Data Analytics

How to transfer BigQuery tables between locations with Cloud Composer

BigQuery is a fast, highly scalable, cost-effective, and fully-managed enterprise data warehouse for analytics at any scale. As BigQuery has grown in popularity, one question that often arises is how to copy tables across locations in an efficient and scalable manner. BigQuery has some limitations for data management, one being that the destination dataset must reside in the same location as the source dataset that contains the table being copied. For example, you cannot copy a table from an US-based dataset and write it to a EU-based dataset. Luckily you can use Cloud Composer to implement a data pipeline to transfer a list of tables in an efficient and scalable way.

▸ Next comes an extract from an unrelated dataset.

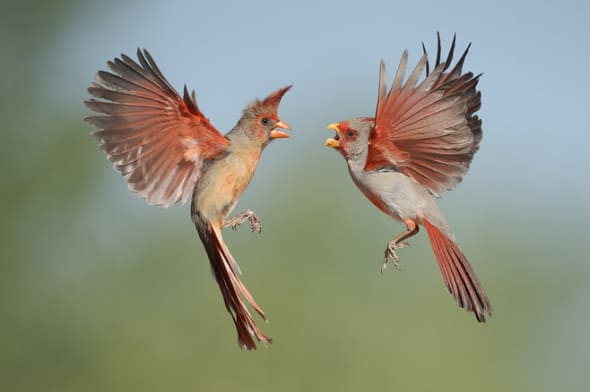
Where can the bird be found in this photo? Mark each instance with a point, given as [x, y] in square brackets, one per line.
[167, 151]
[420, 144]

Cloud Composer is a fully managed workflow orchestration service that empowers you to author, schedule, and monitor pipelines that span across clouds and on-premises data centers. Built on the open source Apache Airflow and operated using the Python programming language, Cloud Composer is free from lock-in and easy to use. Plus, it’s deeply integrated within Google Cloud Platform, giving users the ability to orchestrate their full pipeline. Cloud Composer has robust, built-in integration with many products, including Google BigQuery, Cloud Dataflow, Cloud Dataproc, Cloud Datastore, Cloud Storage, Cloud Pub/Sub, and Cloud ML Engine.

Overview

In this blog you will learn how to create and run an Apache Airflow workflow in Cloud Composer that completes the following tasks:

  1. Reads from a configuration file the list of tables to copy

  2. Exports the list of tables from a BigQuery dataset located in a US region to Cloud Storage

  3. Copies the exported tables from US to EU Cloud Storage buckets

  4. Imports the list of tables into the target BigQuery Dataset in an EU region

bigtable_across_locations.png

In this post you will learn:

  1. How to access your Cloud Composer environment through the Google Cloud Platform Console, Cloud SDK, and Airflow web interface.

  2. How to install a Plugin to implement a Cloud Storage to Cloud Storage operator as this operator is required but not present in Composer current Airflow version (1.9)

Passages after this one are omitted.